Fig. 5 .5%HY-MPC solution and handle the SDS-PAGE pattern of back gained whey with renin.The result shows that also described solution is heat-treated the lactalbumin amount that keeps in the whey of back significantly to descend.Numeral in the bracket shows the percentage of the sex change/cohesion lactalbumin in every kind of product.
Fig. 6. produce the process chart of HY-MPC by the UF method of low pH.
Fig. 7. the whey (a) of the 5%HY-MPC solution gained of handling from acidifying and renin and the SDS-PAGE pattern of 5%HY-MPC solution (b).
By following examples the preferred embodiments of the invention have been carried out describing more specifically.
It provides in the explanation mode.
Embodiment
Following examples further illustrate enforcement of the present invention.

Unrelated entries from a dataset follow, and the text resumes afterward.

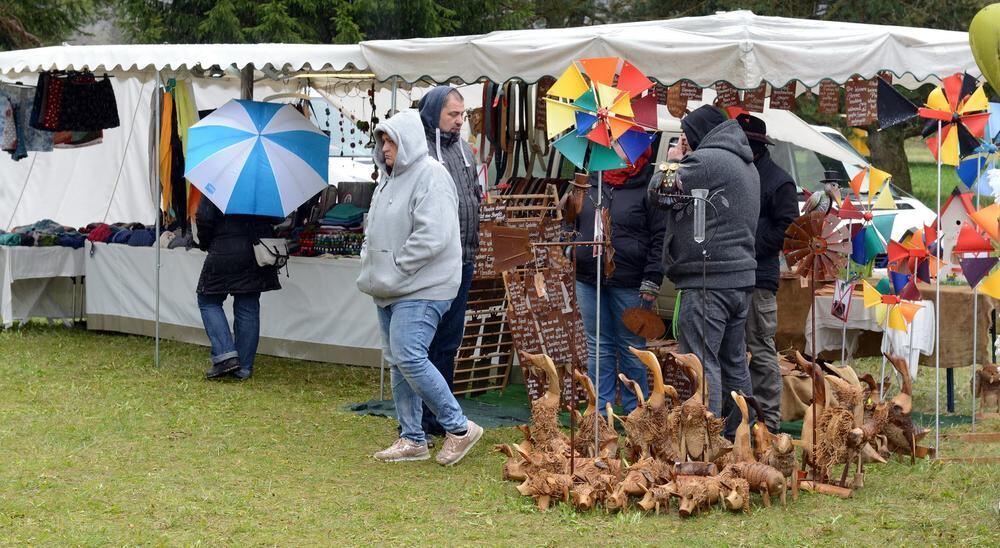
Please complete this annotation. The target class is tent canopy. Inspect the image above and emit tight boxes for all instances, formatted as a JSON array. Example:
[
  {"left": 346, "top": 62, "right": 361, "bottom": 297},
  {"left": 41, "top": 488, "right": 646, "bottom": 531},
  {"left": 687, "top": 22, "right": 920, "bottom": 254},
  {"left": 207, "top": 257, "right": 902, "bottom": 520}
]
[
  {"left": 0, "top": 44, "right": 367, "bottom": 74},
  {"left": 361, "top": 11, "right": 980, "bottom": 89}
]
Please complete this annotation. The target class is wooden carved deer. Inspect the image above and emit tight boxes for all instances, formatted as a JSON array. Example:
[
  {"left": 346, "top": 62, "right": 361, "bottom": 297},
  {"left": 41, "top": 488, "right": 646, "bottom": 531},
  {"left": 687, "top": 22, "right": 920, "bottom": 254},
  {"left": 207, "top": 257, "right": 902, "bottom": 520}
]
[
  {"left": 976, "top": 363, "right": 1000, "bottom": 417},
  {"left": 572, "top": 371, "right": 618, "bottom": 459},
  {"left": 882, "top": 354, "right": 929, "bottom": 464}
]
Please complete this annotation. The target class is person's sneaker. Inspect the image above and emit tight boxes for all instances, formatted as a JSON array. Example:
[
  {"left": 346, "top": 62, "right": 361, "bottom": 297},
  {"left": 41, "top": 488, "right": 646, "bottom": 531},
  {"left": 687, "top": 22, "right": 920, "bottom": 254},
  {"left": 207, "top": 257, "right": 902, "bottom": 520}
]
[
  {"left": 437, "top": 421, "right": 483, "bottom": 466},
  {"left": 205, "top": 358, "right": 240, "bottom": 379},
  {"left": 375, "top": 438, "right": 431, "bottom": 462}
]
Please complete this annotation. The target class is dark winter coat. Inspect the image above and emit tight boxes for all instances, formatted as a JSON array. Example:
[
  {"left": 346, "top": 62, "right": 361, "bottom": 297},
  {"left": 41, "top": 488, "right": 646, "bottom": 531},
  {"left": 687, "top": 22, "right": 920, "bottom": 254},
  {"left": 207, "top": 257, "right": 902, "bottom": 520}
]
[
  {"left": 754, "top": 148, "right": 799, "bottom": 291},
  {"left": 663, "top": 116, "right": 760, "bottom": 289},
  {"left": 574, "top": 164, "right": 667, "bottom": 289},
  {"left": 195, "top": 198, "right": 281, "bottom": 294}
]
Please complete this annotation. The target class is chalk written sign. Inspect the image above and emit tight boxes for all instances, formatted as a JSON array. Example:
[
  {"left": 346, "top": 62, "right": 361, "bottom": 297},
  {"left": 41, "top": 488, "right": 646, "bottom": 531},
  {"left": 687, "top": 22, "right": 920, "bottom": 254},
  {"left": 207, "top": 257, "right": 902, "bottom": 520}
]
[
  {"left": 715, "top": 82, "right": 740, "bottom": 108},
  {"left": 844, "top": 78, "right": 877, "bottom": 126},
  {"left": 770, "top": 82, "right": 795, "bottom": 110},
  {"left": 743, "top": 83, "right": 767, "bottom": 112},
  {"left": 677, "top": 80, "right": 702, "bottom": 101},
  {"left": 816, "top": 80, "right": 840, "bottom": 114}
]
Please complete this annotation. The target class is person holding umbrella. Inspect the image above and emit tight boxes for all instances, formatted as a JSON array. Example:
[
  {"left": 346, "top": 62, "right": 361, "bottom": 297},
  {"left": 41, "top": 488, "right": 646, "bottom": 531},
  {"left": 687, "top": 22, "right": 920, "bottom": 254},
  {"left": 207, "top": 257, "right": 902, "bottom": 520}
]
[
  {"left": 184, "top": 100, "right": 330, "bottom": 379},
  {"left": 357, "top": 110, "right": 483, "bottom": 466},
  {"left": 195, "top": 200, "right": 281, "bottom": 380}
]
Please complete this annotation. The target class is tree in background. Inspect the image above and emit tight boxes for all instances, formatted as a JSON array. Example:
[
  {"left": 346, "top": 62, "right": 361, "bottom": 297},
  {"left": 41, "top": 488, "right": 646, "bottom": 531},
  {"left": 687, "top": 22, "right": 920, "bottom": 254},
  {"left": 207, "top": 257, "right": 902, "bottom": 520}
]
[
  {"left": 0, "top": 0, "right": 107, "bottom": 50},
  {"left": 610, "top": 0, "right": 987, "bottom": 192}
]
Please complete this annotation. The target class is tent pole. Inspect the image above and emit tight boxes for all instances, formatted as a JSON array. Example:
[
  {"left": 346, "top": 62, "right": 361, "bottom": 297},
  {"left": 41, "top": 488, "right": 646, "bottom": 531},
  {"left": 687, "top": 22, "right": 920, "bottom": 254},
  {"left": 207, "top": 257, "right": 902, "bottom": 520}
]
[
  {"left": 153, "top": 71, "right": 163, "bottom": 367},
  {"left": 932, "top": 120, "right": 941, "bottom": 458},
  {"left": 240, "top": 63, "right": 254, "bottom": 101},
  {"left": 592, "top": 171, "right": 608, "bottom": 456},
  {"left": 388, "top": 76, "right": 399, "bottom": 118}
]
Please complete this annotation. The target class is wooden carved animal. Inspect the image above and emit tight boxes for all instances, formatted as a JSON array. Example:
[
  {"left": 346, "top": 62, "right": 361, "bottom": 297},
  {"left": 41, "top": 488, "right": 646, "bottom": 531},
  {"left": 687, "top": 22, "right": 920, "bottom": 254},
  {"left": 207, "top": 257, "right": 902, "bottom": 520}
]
[
  {"left": 719, "top": 478, "right": 750, "bottom": 512},
  {"left": 882, "top": 354, "right": 929, "bottom": 464},
  {"left": 572, "top": 371, "right": 618, "bottom": 459},
  {"left": 729, "top": 392, "right": 756, "bottom": 462},
  {"left": 719, "top": 462, "right": 787, "bottom": 506},
  {"left": 636, "top": 483, "right": 674, "bottom": 514},
  {"left": 672, "top": 476, "right": 723, "bottom": 518},
  {"left": 517, "top": 451, "right": 573, "bottom": 511},
  {"left": 667, "top": 353, "right": 732, "bottom": 462},
  {"left": 521, "top": 352, "right": 571, "bottom": 455},
  {"left": 618, "top": 347, "right": 680, "bottom": 461},
  {"left": 976, "top": 363, "right": 1000, "bottom": 416},
  {"left": 746, "top": 396, "right": 796, "bottom": 478}
]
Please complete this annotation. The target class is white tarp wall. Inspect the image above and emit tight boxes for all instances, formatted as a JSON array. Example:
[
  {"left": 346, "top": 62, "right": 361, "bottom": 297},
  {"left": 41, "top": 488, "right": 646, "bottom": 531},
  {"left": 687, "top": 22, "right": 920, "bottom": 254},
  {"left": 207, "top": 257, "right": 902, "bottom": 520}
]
[{"left": 0, "top": 73, "right": 296, "bottom": 230}]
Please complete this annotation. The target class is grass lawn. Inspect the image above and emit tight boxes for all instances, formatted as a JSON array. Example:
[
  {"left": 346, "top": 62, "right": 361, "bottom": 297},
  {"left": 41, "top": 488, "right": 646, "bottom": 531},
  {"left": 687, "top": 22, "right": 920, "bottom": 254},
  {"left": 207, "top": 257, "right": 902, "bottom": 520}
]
[{"left": 0, "top": 325, "right": 1000, "bottom": 546}]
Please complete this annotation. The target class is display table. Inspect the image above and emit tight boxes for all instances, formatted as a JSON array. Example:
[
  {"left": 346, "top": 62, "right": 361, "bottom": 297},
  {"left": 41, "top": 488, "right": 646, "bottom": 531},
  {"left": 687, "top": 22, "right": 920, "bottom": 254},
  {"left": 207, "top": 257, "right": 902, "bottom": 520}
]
[
  {"left": 85, "top": 242, "right": 382, "bottom": 367},
  {"left": 0, "top": 246, "right": 84, "bottom": 328},
  {"left": 775, "top": 279, "right": 997, "bottom": 368}
]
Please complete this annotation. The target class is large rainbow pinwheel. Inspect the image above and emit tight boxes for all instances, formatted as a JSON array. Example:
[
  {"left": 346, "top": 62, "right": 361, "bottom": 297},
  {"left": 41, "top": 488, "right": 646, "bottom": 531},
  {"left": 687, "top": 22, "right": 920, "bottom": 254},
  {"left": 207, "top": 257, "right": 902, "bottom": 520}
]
[
  {"left": 862, "top": 278, "right": 923, "bottom": 331},
  {"left": 545, "top": 57, "right": 656, "bottom": 171},
  {"left": 783, "top": 211, "right": 851, "bottom": 281},
  {"left": 918, "top": 74, "right": 990, "bottom": 166}
]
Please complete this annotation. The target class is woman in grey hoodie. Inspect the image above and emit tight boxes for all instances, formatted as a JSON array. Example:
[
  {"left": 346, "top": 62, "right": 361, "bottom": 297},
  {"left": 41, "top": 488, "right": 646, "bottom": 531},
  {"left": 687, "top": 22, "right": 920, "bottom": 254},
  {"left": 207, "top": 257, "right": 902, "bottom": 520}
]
[{"left": 357, "top": 111, "right": 483, "bottom": 466}]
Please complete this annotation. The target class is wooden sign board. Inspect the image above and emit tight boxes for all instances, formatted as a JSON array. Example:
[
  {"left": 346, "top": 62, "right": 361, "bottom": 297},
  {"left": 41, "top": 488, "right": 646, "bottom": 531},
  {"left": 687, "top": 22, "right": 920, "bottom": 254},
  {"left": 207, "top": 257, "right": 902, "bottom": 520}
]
[
  {"left": 677, "top": 80, "right": 702, "bottom": 101},
  {"left": 816, "top": 80, "right": 840, "bottom": 114},
  {"left": 715, "top": 82, "right": 740, "bottom": 108},
  {"left": 743, "top": 83, "right": 767, "bottom": 112},
  {"left": 770, "top": 81, "right": 795, "bottom": 110}
]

The heat treatment of embodiment 1-MPC solution: the sex change of lactalbumin
Carried out laboratory scale test, wherein by proper C S-MPC85 powder (using publication number to be the method production described in the international application of WO 01/41578) be blended in the demineralized water recombinate at 35 ℃ (pH6.9,15%, w/w).Following condition is carried out indirect in four 1L samples each:
● contrast-do not heat
● 85 ℃ were heated 7 minutes
● 90 ℃ were heated 7 minutes
● 95 ℃ were heated 7 minutes
Described MPC sample delivery by heating tube, wherein by Steam Heating, and is regulated flow velocity to realize the combination of described time-temperature.Then the sample after the described heating is formed curdled milk with 5% sulfuric acid acidation (5.6,20 ℃ of pH handle 0.1% then with renin).The whey that analysis is obtained from every kind of sample, and as using the amount of SDS-PAGE quantitative assay denatured whey as described in the Havea et al. (1998).

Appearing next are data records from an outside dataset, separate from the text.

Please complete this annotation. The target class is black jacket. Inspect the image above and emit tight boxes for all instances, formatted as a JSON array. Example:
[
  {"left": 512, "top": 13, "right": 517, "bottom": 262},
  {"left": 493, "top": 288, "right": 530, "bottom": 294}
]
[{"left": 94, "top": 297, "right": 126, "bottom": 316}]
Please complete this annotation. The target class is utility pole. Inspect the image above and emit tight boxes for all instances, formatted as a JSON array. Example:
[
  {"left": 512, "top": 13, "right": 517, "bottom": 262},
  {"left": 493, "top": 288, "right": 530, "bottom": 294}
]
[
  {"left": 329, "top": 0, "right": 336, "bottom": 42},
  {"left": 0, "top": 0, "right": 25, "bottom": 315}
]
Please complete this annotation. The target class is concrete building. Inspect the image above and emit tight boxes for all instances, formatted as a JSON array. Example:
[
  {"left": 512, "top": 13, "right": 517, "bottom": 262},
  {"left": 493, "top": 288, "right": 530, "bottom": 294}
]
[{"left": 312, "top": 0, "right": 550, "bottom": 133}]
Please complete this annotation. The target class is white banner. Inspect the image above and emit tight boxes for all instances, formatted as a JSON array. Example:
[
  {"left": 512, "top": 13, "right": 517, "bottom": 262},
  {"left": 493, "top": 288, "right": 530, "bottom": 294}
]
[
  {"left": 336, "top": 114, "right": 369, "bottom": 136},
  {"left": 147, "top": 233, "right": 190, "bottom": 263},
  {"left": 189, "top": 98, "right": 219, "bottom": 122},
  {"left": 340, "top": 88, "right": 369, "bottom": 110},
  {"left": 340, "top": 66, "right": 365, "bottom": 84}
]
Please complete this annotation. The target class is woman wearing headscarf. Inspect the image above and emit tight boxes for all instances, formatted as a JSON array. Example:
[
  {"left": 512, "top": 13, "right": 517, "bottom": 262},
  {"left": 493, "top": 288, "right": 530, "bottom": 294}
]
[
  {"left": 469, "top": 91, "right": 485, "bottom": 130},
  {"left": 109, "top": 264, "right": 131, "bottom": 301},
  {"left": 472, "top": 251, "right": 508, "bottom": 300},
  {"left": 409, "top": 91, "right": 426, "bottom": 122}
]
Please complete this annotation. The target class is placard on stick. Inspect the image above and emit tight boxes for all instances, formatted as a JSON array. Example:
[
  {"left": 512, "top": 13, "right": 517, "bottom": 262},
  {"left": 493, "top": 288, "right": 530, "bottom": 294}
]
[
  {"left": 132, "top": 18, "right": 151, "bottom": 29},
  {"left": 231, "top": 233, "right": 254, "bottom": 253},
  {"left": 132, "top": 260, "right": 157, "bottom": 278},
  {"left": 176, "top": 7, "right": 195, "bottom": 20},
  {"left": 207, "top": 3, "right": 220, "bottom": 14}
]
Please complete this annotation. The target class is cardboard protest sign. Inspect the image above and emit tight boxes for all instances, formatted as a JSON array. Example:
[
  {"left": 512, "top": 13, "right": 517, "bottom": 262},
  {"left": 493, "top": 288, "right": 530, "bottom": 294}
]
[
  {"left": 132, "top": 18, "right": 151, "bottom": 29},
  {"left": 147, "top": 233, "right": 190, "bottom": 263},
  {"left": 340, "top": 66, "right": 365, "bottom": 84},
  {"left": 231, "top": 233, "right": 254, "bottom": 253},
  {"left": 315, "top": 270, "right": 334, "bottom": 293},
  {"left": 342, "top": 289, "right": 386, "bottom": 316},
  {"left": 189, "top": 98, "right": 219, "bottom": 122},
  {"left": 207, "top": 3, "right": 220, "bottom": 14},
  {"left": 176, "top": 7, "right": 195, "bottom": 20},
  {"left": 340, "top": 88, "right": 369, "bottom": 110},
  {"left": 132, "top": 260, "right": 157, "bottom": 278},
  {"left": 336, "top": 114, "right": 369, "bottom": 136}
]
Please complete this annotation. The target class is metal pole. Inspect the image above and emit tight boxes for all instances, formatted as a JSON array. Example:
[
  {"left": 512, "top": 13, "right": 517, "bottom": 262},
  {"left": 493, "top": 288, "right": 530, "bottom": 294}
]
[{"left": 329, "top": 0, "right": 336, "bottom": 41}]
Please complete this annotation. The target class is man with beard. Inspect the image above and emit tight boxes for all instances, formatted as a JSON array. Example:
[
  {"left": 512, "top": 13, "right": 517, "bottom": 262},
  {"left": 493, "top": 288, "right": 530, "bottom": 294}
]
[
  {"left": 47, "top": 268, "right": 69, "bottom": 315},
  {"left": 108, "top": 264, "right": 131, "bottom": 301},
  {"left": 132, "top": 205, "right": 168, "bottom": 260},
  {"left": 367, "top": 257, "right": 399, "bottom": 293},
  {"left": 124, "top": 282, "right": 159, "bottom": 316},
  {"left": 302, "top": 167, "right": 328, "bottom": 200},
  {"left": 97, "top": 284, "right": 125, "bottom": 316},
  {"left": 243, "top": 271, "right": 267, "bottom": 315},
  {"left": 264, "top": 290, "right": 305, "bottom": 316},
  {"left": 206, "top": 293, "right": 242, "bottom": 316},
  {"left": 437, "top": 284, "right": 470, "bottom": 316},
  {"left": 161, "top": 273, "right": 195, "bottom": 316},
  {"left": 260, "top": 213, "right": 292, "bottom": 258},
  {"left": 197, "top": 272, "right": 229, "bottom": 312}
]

Result (Fig. 4) is presented in the sample of 85 ℃, 90 ℃ and 95 ℃ heating whey-proteins denature/cohesion of 62%, 74% and 83% respectively, and becomes the part of curdled milk after acidifying and renin are handled.The result shows under these heating conditions can obtain high-caliber whey-proteins denature.

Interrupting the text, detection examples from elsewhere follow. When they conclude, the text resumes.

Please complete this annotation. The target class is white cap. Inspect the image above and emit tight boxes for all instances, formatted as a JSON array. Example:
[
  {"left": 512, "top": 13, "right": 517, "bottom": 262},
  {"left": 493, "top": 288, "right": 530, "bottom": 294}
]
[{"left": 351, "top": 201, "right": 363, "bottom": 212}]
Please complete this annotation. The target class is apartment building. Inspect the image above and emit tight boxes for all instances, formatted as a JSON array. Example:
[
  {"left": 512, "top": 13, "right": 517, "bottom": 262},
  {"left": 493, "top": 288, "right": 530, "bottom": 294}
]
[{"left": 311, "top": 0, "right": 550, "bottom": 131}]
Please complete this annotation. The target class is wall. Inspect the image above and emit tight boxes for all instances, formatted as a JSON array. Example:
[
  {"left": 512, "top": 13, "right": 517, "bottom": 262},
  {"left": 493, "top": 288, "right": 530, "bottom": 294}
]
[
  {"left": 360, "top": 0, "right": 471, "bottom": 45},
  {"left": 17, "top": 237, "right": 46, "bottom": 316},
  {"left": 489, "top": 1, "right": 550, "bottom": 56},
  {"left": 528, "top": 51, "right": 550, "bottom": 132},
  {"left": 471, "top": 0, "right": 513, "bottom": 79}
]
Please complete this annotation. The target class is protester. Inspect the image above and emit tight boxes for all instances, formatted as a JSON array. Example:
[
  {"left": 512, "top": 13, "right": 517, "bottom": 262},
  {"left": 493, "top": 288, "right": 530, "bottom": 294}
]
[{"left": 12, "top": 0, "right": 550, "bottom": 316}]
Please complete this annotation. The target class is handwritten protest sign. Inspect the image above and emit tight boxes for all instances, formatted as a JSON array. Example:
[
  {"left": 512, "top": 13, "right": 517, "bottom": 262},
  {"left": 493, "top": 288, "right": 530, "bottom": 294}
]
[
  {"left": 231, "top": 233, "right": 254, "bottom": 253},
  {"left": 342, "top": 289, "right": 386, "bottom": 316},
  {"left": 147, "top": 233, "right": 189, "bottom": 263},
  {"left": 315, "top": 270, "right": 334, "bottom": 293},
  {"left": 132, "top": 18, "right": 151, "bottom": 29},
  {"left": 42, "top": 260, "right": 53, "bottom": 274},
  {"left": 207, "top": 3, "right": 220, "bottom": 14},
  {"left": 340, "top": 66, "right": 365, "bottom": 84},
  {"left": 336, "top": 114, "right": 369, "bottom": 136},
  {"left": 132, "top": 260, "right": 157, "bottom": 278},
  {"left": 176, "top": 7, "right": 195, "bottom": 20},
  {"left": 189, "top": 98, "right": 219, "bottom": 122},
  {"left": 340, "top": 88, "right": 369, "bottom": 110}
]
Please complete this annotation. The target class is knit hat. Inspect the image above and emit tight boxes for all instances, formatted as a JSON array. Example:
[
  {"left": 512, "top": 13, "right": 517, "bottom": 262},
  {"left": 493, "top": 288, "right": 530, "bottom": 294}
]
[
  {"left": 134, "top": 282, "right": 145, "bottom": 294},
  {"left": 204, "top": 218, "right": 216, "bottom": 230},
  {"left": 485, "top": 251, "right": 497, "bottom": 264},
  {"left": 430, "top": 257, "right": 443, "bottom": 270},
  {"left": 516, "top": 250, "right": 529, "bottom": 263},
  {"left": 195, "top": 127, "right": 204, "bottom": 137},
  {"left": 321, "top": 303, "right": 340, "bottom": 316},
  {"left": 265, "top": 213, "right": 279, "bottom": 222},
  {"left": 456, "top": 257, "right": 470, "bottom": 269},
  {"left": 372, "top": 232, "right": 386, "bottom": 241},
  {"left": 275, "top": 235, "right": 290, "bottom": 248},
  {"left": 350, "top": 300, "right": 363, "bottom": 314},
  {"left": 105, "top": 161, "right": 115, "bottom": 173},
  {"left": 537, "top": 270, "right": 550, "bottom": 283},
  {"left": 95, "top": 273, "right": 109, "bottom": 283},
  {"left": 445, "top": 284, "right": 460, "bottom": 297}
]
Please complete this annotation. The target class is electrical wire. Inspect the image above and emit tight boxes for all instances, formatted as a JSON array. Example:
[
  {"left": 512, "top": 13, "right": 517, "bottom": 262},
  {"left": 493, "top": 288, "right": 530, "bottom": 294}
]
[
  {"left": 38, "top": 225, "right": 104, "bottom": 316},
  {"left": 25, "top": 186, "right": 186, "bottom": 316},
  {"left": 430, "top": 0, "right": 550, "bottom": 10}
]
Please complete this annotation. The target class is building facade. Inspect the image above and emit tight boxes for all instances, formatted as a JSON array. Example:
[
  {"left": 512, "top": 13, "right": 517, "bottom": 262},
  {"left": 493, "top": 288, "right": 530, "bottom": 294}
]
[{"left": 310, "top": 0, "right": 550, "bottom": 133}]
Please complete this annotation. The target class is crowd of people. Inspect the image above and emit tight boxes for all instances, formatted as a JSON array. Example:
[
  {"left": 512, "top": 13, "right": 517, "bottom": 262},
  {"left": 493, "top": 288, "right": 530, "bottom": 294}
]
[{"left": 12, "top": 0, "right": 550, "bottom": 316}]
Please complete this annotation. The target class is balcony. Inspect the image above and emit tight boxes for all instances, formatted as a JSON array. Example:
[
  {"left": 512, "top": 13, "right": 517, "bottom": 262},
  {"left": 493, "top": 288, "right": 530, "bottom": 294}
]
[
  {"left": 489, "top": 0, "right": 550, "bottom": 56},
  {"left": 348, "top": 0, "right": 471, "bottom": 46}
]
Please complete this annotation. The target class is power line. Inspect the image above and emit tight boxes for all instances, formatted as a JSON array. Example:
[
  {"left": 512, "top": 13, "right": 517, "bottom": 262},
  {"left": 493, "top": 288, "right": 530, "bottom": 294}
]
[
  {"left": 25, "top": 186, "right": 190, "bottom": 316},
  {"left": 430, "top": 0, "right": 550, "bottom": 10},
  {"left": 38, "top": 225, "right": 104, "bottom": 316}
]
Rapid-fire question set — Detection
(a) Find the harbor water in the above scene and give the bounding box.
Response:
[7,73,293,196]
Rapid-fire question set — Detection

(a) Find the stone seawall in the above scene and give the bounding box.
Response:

In the second cover heating experiment, sample preparation is as described in the embodiment 1, but heat treated is to carry out in 110 ℃ (flow processs 1) and 120 ℃ (flow processs 2).As mentioned above, the sample of described heating is carried out acid and renin is handled, and the gained whey is analyzed.
The result is presented in all heated sample>whey-proteins denature/cohesion of 90%, and become the part (Fig. 5) of curdled milk.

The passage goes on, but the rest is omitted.